Jair Bolsonaro’s victory in Brazil’s elections could be a problem for BRICS, and therefore, a problem for India
- Earlier this week,
Jair Bolsonaro, a right-wing firebrand, won the country’s Presidential elections.
- While it is unclear just exactly what Bolsonaro’s thoughts are with respect to
India, his foreign policy is expected to be erratic and inconsistent with his predecessors.
- Foreign policy experts have predicted
Brazil’s informal retreat from the BRICSunder Bolsonaro, which would be a blow for India as the grouping is a crucial component of its global outreach strategy.
- Wary of an uncooperative and uncompromising administration, India might see Bolsonaro’s rhetoric as a reason to steer clear of any bilateral agreements with Brazil.
He benefited from a wave of resentment against the two prominent parties, the PT and the party of former President Michael Temer, the conservative PMDB, owing to a recession and host of corruption scandals.
Bolsanoro’s priorities, based on his campaign promises, seem clear: he plans to stifle political opponents on the left, allow extra-judicial killings to curb crime, roll back anti-gun measures, allocate important cabinet positions to military stalwarts and clamp down on the rights of minority groups.
India has every reason to be cautious. While it is unclear just exactly what Bolsonaro’s thoughts are with respect to India and whether his controversial ideas will extend to the global sphere, his foreign policy is expected to be as erratic as the man in the White House that he’s consistently been compared to over the course of his campaign.
The “Trump of the Tropics” is expected to pull out of the Paris agreement on climate change and move into the US’s embrace at a time when a lot of emerging markets are banding together amid tensions with the US.
All eyes will be on Bolsanoro as Brazil hosts the next BRICS Summit in 2019. His anti-globalist beliefs risk derailing the achievements of the group, which include the establishment of a development bank and a foreign exchange reserve swap arrangement.
For example, Bolsonaro has had a lot of aggressive rhetoric towards China, its largest trading partner, over the course of his election campaign, accusing it of trying to exert undesirable financial sway in Brazil.
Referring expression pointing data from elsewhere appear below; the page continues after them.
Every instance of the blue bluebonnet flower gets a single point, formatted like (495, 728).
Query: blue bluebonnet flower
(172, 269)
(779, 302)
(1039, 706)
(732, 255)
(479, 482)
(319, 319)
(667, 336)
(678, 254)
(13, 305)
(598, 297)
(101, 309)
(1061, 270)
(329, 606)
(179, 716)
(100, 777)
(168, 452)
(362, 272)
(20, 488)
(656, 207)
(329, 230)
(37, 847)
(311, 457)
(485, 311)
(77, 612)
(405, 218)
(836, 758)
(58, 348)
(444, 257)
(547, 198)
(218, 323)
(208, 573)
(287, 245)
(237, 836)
He has repeatedly stated that Chinese entities should not be allowed to run or own important projects in the country, indicating his aversion to foreign interests.
Trade pundits have alluded to Brazil’s informal retreat from the BRICS under Bolsonaro, which would be a blow for India as the grouping is a crucial component of its global outreach strategy.
Bolsonaro’s election victory comes at a time when India looks to expand its presence in Latin America, which has till date represented a blind spot in the nation’s foreign policy. Further, India needs to secure the support of its BRICS counterparts as it lobbies for a greater influence in global issues, especially in regards to its bid for a permanent seat on the UN Security Council.
However, wary of an uncooperative and uncompromising administration, India might see Bolsonaro’s rhetoric as a reason to steer clear of any bilateral agreements with Brazil.
This is a pity. India and Brazil have yet to fully achieve the potential of bilateral relations as trade volumes, at around $5.6 billion in 2016, are a fraction of Brazil’s trade with China.